Barong Pitu Lawang

Semua mata melihat kakek yang sepertinya mengetahui perihal benda bernama Apel Jin itu. Kita semua menjadi penasaran karena kakek menyebutkan bahwa dengan benda itu Edo bisa menjadi kaya dibuatnya. Raut wajah kaget Edo perlahan mulai berubah menjadi senyum tipis yang memiliki banyak arti.

Benar, ternyata hantu-hantu itu tidak membayar sate Gagak Edo dengan uang. Melainkan menukarnya dengan sebuah benda bernama Apel Jin. Menurut kakek, harga satu Apel Jin ini bisa mencapai ratusan ribu jika benar-benar merupakan Apel Jin asli.

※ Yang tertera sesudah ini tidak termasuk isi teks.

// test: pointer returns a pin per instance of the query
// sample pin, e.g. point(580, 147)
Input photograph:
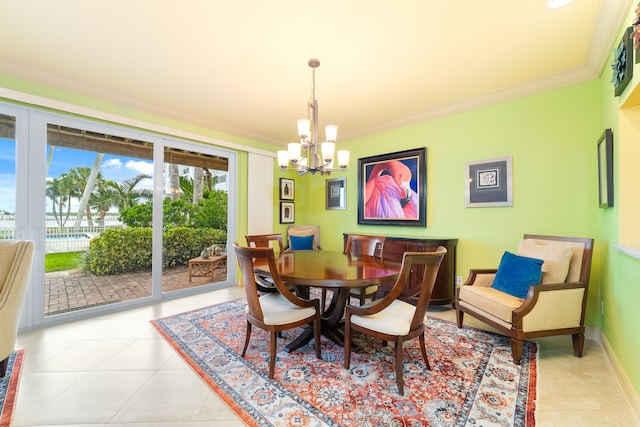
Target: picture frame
point(622, 63)
point(605, 169)
point(287, 212)
point(379, 177)
point(336, 193)
point(489, 182)
point(287, 189)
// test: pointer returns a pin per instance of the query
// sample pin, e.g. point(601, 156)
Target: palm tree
point(174, 181)
point(103, 198)
point(126, 193)
point(61, 190)
point(198, 183)
point(88, 179)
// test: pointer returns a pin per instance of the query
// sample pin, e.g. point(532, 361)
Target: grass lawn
point(62, 261)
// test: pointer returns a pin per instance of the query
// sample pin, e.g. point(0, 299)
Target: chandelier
point(303, 156)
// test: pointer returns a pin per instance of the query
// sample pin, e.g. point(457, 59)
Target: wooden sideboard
point(444, 291)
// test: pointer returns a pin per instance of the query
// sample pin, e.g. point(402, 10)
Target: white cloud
point(140, 166)
point(112, 163)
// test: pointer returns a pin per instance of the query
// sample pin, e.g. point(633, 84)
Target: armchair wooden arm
point(548, 309)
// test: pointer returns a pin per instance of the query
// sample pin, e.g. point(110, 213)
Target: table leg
point(330, 324)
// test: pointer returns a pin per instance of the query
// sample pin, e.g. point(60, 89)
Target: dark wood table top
point(327, 269)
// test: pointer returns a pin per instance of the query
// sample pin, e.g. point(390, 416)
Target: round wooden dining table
point(334, 271)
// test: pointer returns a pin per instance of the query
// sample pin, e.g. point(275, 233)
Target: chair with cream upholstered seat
point(392, 318)
point(303, 238)
point(16, 257)
point(540, 291)
point(265, 283)
point(275, 311)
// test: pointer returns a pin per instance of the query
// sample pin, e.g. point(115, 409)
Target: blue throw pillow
point(516, 273)
point(302, 243)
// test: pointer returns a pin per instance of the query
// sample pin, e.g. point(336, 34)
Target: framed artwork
point(287, 188)
point(336, 193)
point(605, 169)
point(287, 213)
point(489, 183)
point(622, 62)
point(392, 188)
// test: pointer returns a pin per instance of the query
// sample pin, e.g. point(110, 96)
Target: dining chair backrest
point(427, 264)
point(246, 258)
point(298, 237)
point(265, 241)
point(364, 245)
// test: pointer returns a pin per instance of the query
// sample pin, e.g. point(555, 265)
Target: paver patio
point(75, 290)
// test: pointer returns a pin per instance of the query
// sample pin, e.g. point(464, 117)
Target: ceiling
point(241, 66)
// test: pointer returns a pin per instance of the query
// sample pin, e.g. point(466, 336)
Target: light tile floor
point(116, 370)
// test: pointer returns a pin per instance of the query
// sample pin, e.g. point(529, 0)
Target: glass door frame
point(31, 143)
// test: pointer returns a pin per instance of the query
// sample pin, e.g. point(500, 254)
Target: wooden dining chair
point(358, 245)
point(275, 311)
point(265, 283)
point(265, 241)
point(391, 318)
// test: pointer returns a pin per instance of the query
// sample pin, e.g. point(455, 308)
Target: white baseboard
point(627, 389)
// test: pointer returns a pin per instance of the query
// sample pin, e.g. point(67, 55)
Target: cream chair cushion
point(277, 310)
point(490, 300)
point(393, 320)
point(556, 256)
point(303, 231)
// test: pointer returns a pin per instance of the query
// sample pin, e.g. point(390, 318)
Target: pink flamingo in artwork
point(388, 192)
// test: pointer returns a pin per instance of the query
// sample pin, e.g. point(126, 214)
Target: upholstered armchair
point(540, 291)
point(303, 238)
point(15, 269)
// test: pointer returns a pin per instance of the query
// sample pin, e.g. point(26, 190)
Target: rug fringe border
point(12, 391)
point(205, 378)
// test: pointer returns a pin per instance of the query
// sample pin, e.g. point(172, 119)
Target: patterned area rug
point(9, 388)
point(472, 379)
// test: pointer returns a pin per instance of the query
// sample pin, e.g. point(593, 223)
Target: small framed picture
point(337, 193)
point(489, 183)
point(287, 189)
point(287, 212)
point(605, 169)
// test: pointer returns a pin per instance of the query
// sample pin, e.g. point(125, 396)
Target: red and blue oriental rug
point(9, 387)
point(472, 381)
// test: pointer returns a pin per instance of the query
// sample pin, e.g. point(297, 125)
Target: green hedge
point(129, 249)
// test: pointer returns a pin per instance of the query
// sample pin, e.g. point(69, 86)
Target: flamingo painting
point(388, 192)
point(392, 188)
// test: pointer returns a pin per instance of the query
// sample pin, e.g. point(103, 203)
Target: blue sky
point(116, 168)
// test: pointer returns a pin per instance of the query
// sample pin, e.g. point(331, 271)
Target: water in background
point(63, 239)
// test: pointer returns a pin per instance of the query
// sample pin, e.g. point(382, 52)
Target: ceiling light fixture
point(303, 155)
point(556, 4)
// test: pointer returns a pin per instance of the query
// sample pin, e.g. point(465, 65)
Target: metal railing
point(63, 239)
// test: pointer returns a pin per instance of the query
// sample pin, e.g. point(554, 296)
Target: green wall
point(552, 138)
point(620, 274)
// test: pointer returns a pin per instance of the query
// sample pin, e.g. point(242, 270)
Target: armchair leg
point(347, 344)
point(516, 350)
point(4, 364)
point(459, 318)
point(316, 336)
point(424, 350)
point(399, 366)
point(246, 340)
point(272, 353)
point(578, 344)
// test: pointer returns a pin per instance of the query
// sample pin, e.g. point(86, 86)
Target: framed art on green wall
point(392, 188)
point(605, 169)
point(489, 183)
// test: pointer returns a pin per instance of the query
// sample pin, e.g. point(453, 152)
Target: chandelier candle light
point(303, 155)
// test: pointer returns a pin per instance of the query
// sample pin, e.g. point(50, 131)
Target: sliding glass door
point(114, 225)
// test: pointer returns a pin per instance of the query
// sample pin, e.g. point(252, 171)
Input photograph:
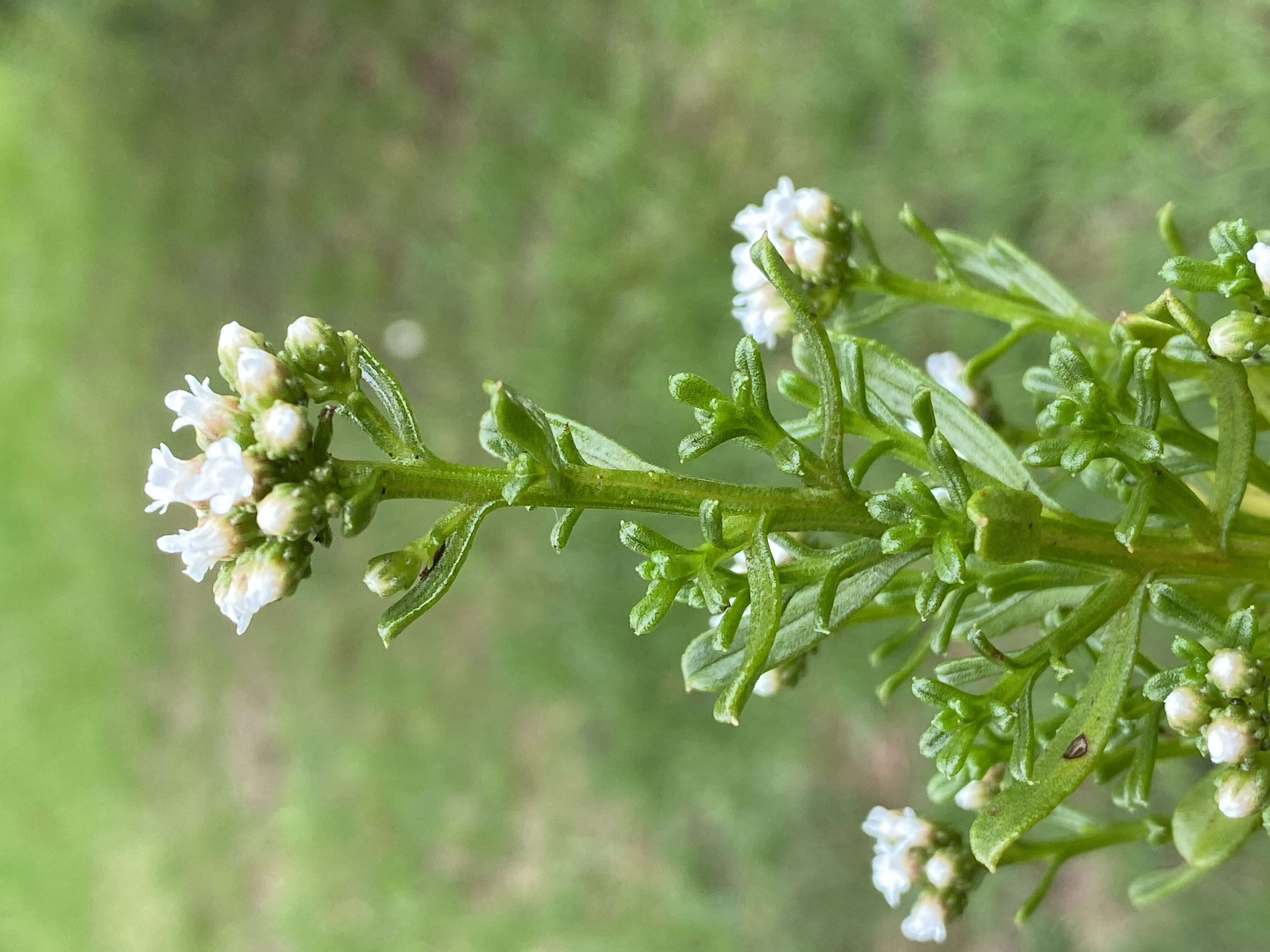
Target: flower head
point(926, 921)
point(224, 479)
point(211, 414)
point(898, 828)
point(283, 429)
point(893, 874)
point(1187, 710)
point(169, 479)
point(1230, 740)
point(258, 578)
point(215, 540)
point(1260, 258)
point(947, 369)
point(233, 339)
point(1243, 792)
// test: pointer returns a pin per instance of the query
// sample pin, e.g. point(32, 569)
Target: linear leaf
point(431, 587)
point(1075, 749)
point(1236, 440)
point(707, 668)
point(1203, 835)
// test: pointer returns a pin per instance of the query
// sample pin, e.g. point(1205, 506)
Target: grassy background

Ada seorang warga yang mengatakan bahwa biasanya Apel Jin justru digunakan sebagai pengusir hantu. Namun kakek membantahnya, Apel Jin digunakan bukan sebagai jimat pengusir hantu, melainkan sebagai benda untuk menyogok hantu agar tidak menggangu. Mungkin bisa dikatakan Apel Jin ini justru adalah benda kesukaan para hantu.

Kembali ke cerita dimana sosok hantu pria berbaju batik itu telah selesai memakan sate Gagak beserta semua tusuk satenya. Hantu ini cukup berbeda dengan beberapa hantu lain yang hampir semuanya bersikap sebagaimana layaknya hantu. Sosok hantu berbaju batik lusuh ini berbicara, berperilaku bahkan membayar satenya seperti manusia normal pada umumnya.

"Tapi, hantu ini beda banget. Beres tuh dia makan, dia ngasih langsung benda ini dengan menjulurkan tangannya. Gak kaya si perempuan yang ilang terus tiba-tiba bayar langsung di laci." jelas Edo menceritakan asal-muasal kedua buah Apel Jin itu.

"Terus Ed, apa yang membuatmu kabur dan lari meninggalkan gerobak sate?" tanya Junsa yang sudah mulai kehabisan kacang rebusnya.

Edo yang mulai terbiasa dengan para hantu di Brug Barong sedikit berbangga karena dagangan sate Gagaknya mulai perlahan berkurang oleh dua hantu yang berbeda tadi. Namun setelah itu, ketika hantu pria berbaju batik menghilang, tiba-tiba seluruh pohon bambu di sekitar jembatan bergoyang. Padahal menurut Edo tidak terasa ada angin sama sekali.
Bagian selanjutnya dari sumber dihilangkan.